Sounds like a lovely half term, marred at the end by recent events. When we heard about it, the thought that crossed my mind was that you were staying in London, so glad that you've posted & are OK. I can see what you mean by being at a loose end with all that is happening throughout the world & in your own life. A few deep breaths, take time to smell the roses, a bit of craft to relax and enjoy your family. Take care & huggles from Oz.

Sol said...

I am sorry that John's birthday weekend ended as it did. It is truly horrific what keeps happening.

I have also been to the Imperial war museum and was blown away by it. I did get upset about the perspex box with all of the shoes from the Jewish Holocaust. I sat down on a bench and the woman next to me was also crying. She just reached out and held my hand. Did you see the enigma machine. I think it should have been in a more prominent place.

We just need the election to be over now and we can all move on.
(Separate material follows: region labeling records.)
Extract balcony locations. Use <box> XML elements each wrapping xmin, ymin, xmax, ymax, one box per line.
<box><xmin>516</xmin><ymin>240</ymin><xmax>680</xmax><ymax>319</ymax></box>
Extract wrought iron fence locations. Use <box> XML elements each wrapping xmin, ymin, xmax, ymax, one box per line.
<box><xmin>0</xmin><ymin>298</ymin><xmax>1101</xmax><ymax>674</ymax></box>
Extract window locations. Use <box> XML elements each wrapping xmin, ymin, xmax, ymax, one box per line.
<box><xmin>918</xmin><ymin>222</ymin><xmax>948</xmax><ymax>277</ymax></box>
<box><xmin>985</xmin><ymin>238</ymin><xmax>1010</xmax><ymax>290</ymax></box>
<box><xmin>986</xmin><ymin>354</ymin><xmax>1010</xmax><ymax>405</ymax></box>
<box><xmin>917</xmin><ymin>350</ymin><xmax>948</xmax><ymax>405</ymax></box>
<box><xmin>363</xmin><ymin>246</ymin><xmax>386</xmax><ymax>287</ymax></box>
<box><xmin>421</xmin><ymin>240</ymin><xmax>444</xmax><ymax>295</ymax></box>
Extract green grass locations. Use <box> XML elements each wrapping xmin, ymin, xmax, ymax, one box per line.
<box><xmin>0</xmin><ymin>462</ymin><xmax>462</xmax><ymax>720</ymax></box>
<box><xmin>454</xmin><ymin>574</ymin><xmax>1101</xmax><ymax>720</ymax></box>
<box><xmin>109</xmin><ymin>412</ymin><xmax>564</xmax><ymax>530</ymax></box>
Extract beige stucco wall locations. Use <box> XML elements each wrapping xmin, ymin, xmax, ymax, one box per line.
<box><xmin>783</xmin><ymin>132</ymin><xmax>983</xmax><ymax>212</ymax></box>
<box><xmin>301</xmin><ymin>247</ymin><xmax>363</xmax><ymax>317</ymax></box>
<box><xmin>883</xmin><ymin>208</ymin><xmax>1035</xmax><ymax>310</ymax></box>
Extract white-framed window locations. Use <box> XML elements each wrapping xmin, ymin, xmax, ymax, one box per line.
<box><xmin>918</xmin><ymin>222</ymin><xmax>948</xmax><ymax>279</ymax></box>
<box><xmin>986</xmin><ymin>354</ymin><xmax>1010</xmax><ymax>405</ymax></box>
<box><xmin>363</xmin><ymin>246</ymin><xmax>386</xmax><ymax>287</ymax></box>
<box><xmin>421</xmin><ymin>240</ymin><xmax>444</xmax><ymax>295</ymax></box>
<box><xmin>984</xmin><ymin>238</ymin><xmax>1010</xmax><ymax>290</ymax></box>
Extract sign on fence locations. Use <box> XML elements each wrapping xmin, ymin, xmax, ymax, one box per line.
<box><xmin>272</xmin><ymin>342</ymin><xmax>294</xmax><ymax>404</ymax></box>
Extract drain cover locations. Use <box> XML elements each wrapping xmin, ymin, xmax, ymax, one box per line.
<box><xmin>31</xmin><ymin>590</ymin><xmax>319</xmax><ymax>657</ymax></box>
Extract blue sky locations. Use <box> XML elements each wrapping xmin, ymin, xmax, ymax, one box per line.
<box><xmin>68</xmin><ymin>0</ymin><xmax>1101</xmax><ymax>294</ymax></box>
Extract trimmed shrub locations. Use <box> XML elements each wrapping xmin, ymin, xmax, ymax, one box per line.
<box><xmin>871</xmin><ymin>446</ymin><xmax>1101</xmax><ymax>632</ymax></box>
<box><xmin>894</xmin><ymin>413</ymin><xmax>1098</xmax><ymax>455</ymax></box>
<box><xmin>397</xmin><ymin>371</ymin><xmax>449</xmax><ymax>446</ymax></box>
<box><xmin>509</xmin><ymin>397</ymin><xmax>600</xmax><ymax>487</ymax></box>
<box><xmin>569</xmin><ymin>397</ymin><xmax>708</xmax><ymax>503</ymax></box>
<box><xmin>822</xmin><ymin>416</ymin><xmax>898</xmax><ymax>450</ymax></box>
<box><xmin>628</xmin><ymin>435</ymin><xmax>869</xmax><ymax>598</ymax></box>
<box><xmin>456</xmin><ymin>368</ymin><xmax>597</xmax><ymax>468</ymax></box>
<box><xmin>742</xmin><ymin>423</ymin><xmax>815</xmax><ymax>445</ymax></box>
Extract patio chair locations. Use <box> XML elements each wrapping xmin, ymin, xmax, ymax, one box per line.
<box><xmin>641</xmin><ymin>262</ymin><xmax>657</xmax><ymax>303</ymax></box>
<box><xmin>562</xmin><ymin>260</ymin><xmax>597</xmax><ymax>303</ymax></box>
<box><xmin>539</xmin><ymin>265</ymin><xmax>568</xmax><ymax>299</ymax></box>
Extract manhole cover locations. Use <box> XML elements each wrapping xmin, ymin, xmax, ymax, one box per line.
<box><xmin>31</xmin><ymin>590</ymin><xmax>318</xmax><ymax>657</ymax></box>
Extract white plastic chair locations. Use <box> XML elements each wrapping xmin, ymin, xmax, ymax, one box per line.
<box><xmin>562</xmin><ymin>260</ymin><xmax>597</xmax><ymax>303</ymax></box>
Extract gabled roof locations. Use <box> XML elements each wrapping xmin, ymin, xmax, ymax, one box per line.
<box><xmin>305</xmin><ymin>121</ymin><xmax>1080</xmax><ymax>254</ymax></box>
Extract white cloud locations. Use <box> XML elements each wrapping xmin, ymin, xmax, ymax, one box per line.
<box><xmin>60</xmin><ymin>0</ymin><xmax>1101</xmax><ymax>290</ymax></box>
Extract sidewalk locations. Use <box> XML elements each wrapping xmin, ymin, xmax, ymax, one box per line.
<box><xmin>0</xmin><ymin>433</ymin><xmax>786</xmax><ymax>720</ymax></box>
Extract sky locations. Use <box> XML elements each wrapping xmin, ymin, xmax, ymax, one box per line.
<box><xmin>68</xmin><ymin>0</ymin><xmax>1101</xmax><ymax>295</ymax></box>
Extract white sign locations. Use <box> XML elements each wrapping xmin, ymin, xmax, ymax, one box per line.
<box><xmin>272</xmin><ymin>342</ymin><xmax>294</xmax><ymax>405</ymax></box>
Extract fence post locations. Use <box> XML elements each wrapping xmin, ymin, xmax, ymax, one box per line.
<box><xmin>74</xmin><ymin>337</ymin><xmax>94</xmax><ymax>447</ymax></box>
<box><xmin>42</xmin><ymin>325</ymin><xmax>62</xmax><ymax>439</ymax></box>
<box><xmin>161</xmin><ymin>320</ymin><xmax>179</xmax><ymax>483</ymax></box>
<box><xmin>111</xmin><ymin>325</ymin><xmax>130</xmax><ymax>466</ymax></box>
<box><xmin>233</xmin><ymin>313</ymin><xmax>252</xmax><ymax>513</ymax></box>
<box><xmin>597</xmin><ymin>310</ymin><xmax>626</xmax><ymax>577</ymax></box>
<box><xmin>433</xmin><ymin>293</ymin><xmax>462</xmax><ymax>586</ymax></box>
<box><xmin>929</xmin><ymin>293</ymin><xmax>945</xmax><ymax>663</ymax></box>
I hope that work is good to you for the term. I bet you have some good things planned for the school holidays. I think France is calling me!

Have a good week.

mrsrobinson said...

Yours looks like a fun and lovely halt term. The winds have continued here today which wasn't expected... feeling battered. Come back sunny and warm! Though a good excuse to hide away with some knitting...

Beverley said...

What a lovely holiday, so sorry you are feeling out of sorts. My Mum used to say, only worry about the things you can change. It's hard though. x

Ksunshine52 said...

A few hours ago, I read the obit for Peter Sallis and now here is the cafe. The Last of the Summer Wine is such a hoot! You might be amazed at the number of us here, in the US that watch it! Such lovely photos! I feel as if I just had a mini vacation! World events are just so sad right now! My heart breaks for the victims and their families! In truth for everyone. I think we are all on edge ( I live just outside of Washington, DC, just minutes from the Pentagon.) even when you think you are not. Just waiting for the other shoe to drop!
So friends, good luck with your election! Stay strong!

Sarah said...

I totally identify with John about Durham; I went to university there and, while it is very picturesque, it is 100% the coldest place I have ever lived, is full of hills and is very far away from London, where I lived at home! I never went to the Botanic Gardens, but I had friends who did and they enjoyed it. I probably should have gone there because Durham can feel quite 'bricky', if that makes sense; as if there aren't very many plants so far North!

Lisa said...

Just catching up with your posts. It sounds like you had a busy half term, good to see friends and relatives, spending time with those you love is just the best.
I know nothing about Durham but the little snippets you shared makes it look very picturesque.
Belated happy birthday wishes to your husband.
Having worked in a school office for a year I know exactly what you mean about the busyness of that environment. I only hope yours is a much better managed place than the one I was at!
Lisa x

Lisa said...

Just catching up with your posts. It sounds like you had a busy half term, good to see friends and relatives, spending time with those you love is just the best.
I know nothing about Durham but the little snippets you shared makes it look very picturesque.
Belated happy birthday wishes to your husband.
Having worked in a school office for a year I know exactly what you mean about the busyness of that environment. I only hope yours is a much better managed place than the one I was at!